Summary of the invention
The object of the invention is on traditional basis based on chaotic prediction model, dissipation type coupled synchronization is joined in the method for detecting weak signals under Chaotic Background and weaken the characteristic of chaos system to starting condition sensitivity, Detection of Weak Signals under Chaotic Background is converted to the test problems of feeble signal under noise background, the Practical Performance of raising method, specifically has following technical scheme to realize:
Method for detecting weak signals under the described Chaotic Background synchronous based on dissipation type, comprises the steps:
1) the embedding dimension m and time delay τ of chaos time sequence is obtained, reconstruct chaos phase space;
2) by RBF neural matching chaotic prediction model;
3) utilize chaotic prediction model to carry out Single-step Prediction, obtain predicted value, and the error of computational prediction value and actual value;
4) judge wherein whether there is feeble signal by methods analyst error amounts such as Fourier transforms,
In described step 3), comprise the steps:
A) the time series c that there is same chaos system is supposed n, feeble signal s n, white noise η nthe mixed signal x formed n, i.e. x n=c n+ s n+ η n, x nas actual signal, from x nin detect feeble signal s n, suitable parameter K must be selected to realize time series x nwith chaos system F (c n) dissipation type synchronous, such as formula 1:
c n + 1 = F ( c n , x n ) = f ( c n ) - K ( x n - c n ) c n · · · c n - ( D - 2 ) = f ( c n , c n - 1 , · · · , c n - ( D - 1 ) ) - K ( x n - c n ) c n · · · c n - ( D - 2 ) · - - - ( 1 )

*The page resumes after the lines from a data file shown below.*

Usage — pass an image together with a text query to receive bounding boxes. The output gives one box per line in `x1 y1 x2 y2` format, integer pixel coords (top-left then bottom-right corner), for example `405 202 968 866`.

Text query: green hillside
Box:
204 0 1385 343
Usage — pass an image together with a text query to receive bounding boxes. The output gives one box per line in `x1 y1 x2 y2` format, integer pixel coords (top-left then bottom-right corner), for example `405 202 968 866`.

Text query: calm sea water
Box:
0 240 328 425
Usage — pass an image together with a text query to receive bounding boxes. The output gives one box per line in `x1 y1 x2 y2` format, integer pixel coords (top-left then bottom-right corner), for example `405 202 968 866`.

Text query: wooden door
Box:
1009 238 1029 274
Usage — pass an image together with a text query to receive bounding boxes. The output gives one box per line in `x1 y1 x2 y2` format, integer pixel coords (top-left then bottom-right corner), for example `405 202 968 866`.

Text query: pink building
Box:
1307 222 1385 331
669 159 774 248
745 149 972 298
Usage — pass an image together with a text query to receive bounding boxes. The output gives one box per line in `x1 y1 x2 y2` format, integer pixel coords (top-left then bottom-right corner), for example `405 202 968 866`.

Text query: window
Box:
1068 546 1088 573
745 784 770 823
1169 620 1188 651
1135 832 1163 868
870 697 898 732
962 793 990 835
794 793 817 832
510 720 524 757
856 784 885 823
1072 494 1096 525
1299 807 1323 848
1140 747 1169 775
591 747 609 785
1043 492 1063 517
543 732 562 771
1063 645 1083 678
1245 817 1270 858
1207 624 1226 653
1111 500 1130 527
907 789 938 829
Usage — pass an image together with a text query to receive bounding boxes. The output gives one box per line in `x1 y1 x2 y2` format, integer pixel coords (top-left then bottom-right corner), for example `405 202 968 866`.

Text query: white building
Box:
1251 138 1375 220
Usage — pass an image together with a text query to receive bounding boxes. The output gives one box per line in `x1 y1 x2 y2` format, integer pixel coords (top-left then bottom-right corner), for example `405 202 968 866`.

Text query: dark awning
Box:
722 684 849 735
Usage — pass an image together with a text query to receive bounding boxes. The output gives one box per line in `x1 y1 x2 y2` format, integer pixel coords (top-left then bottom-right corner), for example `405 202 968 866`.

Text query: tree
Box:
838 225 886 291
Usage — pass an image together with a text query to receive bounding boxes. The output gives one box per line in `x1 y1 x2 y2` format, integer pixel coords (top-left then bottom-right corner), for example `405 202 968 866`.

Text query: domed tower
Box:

Wherein, n=D ..., N, (x n-c n) be the margin of error, K is synchronization parameter, and the prediction of chaotic synchronizing system exports, such as formula 2;
c ^ n + 1 = h ( F ( c n , x n ) ) · · · ( 2 )
B) when can think chaos system and input signal Complete Synchronization, work as x nwith the Minimum Mean Square Error of error reach minimum value, x nwith synchronism best, Mse (K) is now exactly synchronization parameter K, such as formula 3.
Mse ( K ) = Σ n = D + 1 N ( c ^ n - x n ) 2 · · · ( 3 )
The further design of described detection method is, defines pure chaos time sequence c in described step 1 according to Takens ncarry out phase space reconfiguration, select normalized time delay τ=1, embed 2 times that dimension D is the embedding dimension m that pseudo-nearest neighbor method or Cao method are determined, i.e. D>=2m, obtains phase space c n, such as formula 4.
c n={c n,c n-1,...,c n-(D-1)} T,n=D,...,N-1················(4)
Wherein, T representing matrix transposition, z n=c n, n=D+1 ..., N, and composing training inputoutput pair { c n, z n+1, n=D ..., N-1.
The further design of described detection method is, in described step 2, the expression formula of RBF neural is such as formula (5):
f ( x ) = Σ i = 1 N w i φ ( | | x - x i | | ) · · · ( 5 )
Wherein w ibe weight, x is input, for Gaussian bases, w iand x ineed to carry out training to determine by known input and output.Adopt the training inputoutput pair { c in the 1st step n, z n+1, n=D ..., N-1, as training set, obtains chaotic prediction model its expression formula such as formula 6,
c n + 1 = F ( c n ) = f ( c n ) c n · · · c n - ( D - 2 ) · · · ( 6 )
Wherein, n=D ..., N,
The output of chaotic prediction model is exactly in fact the one-component that Chaotic System Prediction exports
c ^ n + 1 = f ( c n ) = h ( F ( c n ) ) · · · ( 7 )
The further design of described detection method is, it is characterized in that, in described step 4, the error of predicted value and actual value is such as formula 8,
err n = x n - c ^ n = c n + s n + η n - c ^ n ≈ s n + η n · · · ( 8 )
Adopt Fast Fourier Transform (FFT) to carry out spectrum analysis to error, observe in spectrogram whether there is projection, if existed, illustrate in Chaotic Background that the weak periodic signal that there is this frequency spectrum or predominant frequency are the feeble signal of this frequency.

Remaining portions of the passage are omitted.